JOMO’lu bireyler kaygı yerine neşeyi, suçluluk yerine kendini kabul etmeyi tercih ederler (Cording, 2018).
Sonuç: Anda Kalmanın Dönüştürücü Gücü
Her zaman çevrimiçi olma isteği, bireyin kendi sınırlarını aşması durumudur. Sınırların aşılması, içsel huzurun önüne geçmekte ve sürekli bir onaylanma ihtiyacını doğurmaktadır. Bu durum anksiyete, depresif duygu durumu, kronik yorgunluk ve konsantrasyon kaybı gibi sıkıntılara yol açabilir.
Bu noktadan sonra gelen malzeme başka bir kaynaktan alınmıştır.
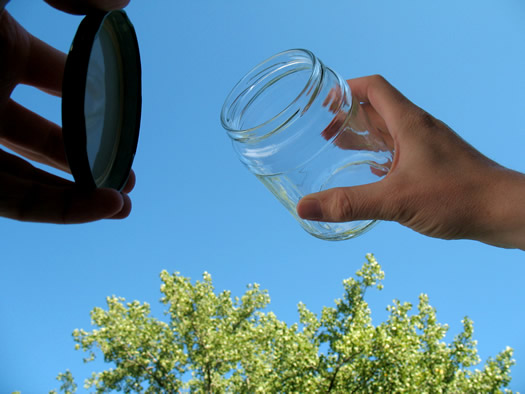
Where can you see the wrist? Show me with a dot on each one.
(505, 207)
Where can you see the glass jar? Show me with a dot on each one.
(294, 124)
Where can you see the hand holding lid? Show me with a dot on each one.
(28, 193)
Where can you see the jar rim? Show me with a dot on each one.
(242, 86)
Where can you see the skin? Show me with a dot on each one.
(438, 184)
(28, 193)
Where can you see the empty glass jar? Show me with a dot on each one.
(294, 124)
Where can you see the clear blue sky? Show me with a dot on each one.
(197, 209)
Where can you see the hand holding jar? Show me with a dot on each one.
(438, 184)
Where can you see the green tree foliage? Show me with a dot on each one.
(212, 343)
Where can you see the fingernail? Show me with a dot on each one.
(310, 209)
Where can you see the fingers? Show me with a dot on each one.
(130, 184)
(81, 7)
(387, 101)
(346, 204)
(32, 136)
(30, 194)
(44, 67)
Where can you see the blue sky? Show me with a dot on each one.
(197, 209)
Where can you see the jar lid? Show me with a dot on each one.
(101, 100)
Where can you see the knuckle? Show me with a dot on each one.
(340, 208)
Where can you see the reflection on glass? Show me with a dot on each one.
(294, 124)
(102, 104)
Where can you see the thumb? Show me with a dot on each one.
(344, 204)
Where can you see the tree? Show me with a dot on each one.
(213, 343)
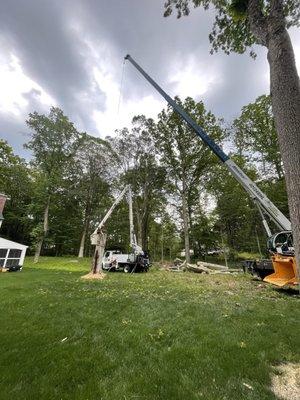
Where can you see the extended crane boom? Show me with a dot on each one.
(256, 194)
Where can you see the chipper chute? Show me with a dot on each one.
(285, 271)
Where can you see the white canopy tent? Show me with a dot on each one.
(11, 253)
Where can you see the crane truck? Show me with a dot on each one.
(280, 244)
(136, 261)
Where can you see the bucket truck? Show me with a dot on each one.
(136, 261)
(280, 244)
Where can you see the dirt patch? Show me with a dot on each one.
(286, 382)
(91, 276)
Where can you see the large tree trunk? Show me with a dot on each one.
(285, 92)
(185, 216)
(39, 245)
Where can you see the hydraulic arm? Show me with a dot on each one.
(280, 244)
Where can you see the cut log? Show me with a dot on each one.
(212, 266)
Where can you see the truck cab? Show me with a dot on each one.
(115, 260)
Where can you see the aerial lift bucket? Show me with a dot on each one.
(285, 271)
Bu noktada sessiz ama güçlü bir farkındalık çağrısı olan JOMO devreye girer. JOMO yaşam tarzını benimseyen bireylerin hayat ritmi daha yavaştır; anı yaşamayı, gerçek ilişkileri ve duygularıyla teması önemserler.
Bu kişiler, tüm duyguları hissetmek için kendilerine zaman tanır, yaşamın hızına karşı bilinçli bir yavaşlık geliştirirler (Aurel ve Paramita, 2021).
JOMO’nun özelliklerine bakıldığında Mindfulness kavramı akla gelir. Mindfulness anda kalabilmeyi öğretirken, JOMO bu farkındalık durumunu yaşam tarzı hâline getirir.
FOMO ve JOMO Arasındaki Dengeyi Bulmak İçin Öneriler
-
Dijital Molalar Vermek: Günün belirli zaman dilimlerinde ekransız vakitler yaratarak farkındalık egzersizleri yapmak.
-
Kendi İhtiyaçlarını Önceliklendirmek: Her daveti kabul etmek zorunda olmadığını fark edip ‘hayır’ diyebilme pratikleri yapmak.
-
Duyguların Farkına Varmak: Bir etkinliği reddettiğinde neler hissettiğine bakıp duyguların farkına varmak, içsel dengeyi sağlamak için önemli bir adımdır.
-
Sosyal Medya Detoksları Uygulamak: Belirli günleri sosyal medyadan uzak geçirmek, kendi yaşam alanının genişlemesini sağlar.
-
‘Kaçırmak’ Kavramını Yeniden Tanımlamak: Kaçırılan şey aslında yeni deneyimler için bir alan olabilir. JOMO’nun özü, kendi seçiminin değerini fark etmenin mutluluğunu hissetmektir.
Kaynakça
Aurel, J. G., & Paramita, S. (2021, Ağustos). 2020’de Jakarta’da aktif milenyum Instagram kullanıcılarının FoMO ve JoMO fenomeni. Uluslararası Ekonomi, İşletme, Sosyal ve Beşeri Bilimler Konferansı (ICEBSH 2021), 722–729. Atlantis Yayınları.
Cording, J. (2018, July 21). JOMO self-care. Forbes
Gökalp, K. (2022). FoMO ve JoMO. In B. Demir Gökmen (Ed.), Teknoloji Bağımlılığı ve Mücadele (ss. 193–202). Akademisyen Publishing.